Cthulhu_ · 5 years ago
I dunno, plenty of people take an annual flu shot already.

Conspiracy glasses on, what if the annual flu vaccine manufacturers are actively preventing a universal vaccine from happening? It's a big recurring source of income for them after all.

hinkley · 5 years ago
There are a number of weird diseases that some suspect are side effects of flu infections. It may be that we have to prove a causal link to one or more of those before an elaborate flu vaccine is seen as worth the trouble.
MaxLeiter · 5 years ago
There’s a (non-mRNA afaik) universal flu vaccine by the NIH in phase 1 since April 2019: https://www.nih.gov/news-events/news-releases/nih-begins-fir...
m-ee · 5 years ago
Not a virologist so I might butcher the explanation, but I think the strategy for universal flu is to target the “stalk” part of the virus since it’s similar across strains. We currently target the surface proteins since it’s easier to make a vaccine this way, but it differs more across the strains. Going after the stall would mean we don’t need to shove 100 different strains in there. I don’t know if this will be easier with mRNA technology.
onlyrealcuzzo · 5 years ago
Also, can we get a vaccine for most of the common colds??
lysp · 5 years ago
Found this:

https://www.verywellhealth.com/why-there-will-never-be-a-vac...

> Vaccines target a specific virus or pathogen.

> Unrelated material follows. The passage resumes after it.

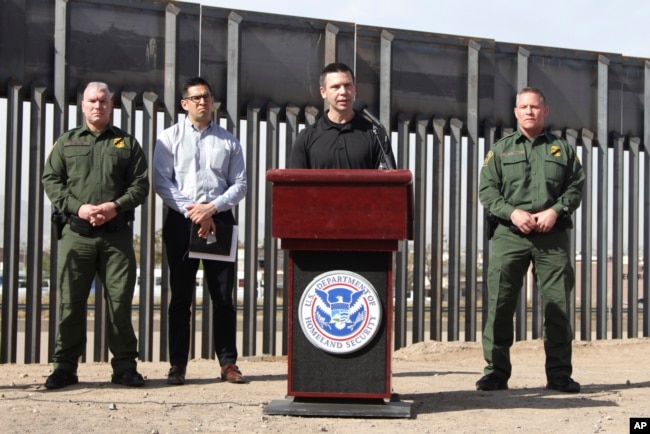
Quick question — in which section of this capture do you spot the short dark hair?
[183,77,214,98]
[515,87,546,106]
[319,62,354,87]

One difficulty with developing a vaccine for the common cold is there are at least 200 different viruses that can cause cold symptoms, including rhinovirus, coronavirus, adenoviruses, and parainfluenza.1

> Rhinovirus makes up about 75% of colds. Still, there are more than 150 strains of it circulating at the same time.

> At this time, there is currently no way for one vaccine to protect against all possible strains that can cause the common cold.

It also goes on to say it self-resolves and only causes mild illness.

So they potentially could find a vaccine that covers most, but I'm guessing would be a waste of resources.

camhenlin · 5 years ago
Sure, but who do you know that’s willing to get 100 flu shots in a year?
abiogenesis · 5 years ago
Not sure if this is a flippant response, but I believe the parent post meant 100 strains in one injection.
crx07 · 5 years ago
You can put more than one drug in a single shot. The MMR vaccine contains Mumpsvax, Attenuvax, and Meruvax to fight the mumps, measles, and rubella, respectively
CyanLite4 · 5 years ago
I think OP means one shot with a lot of strains in it.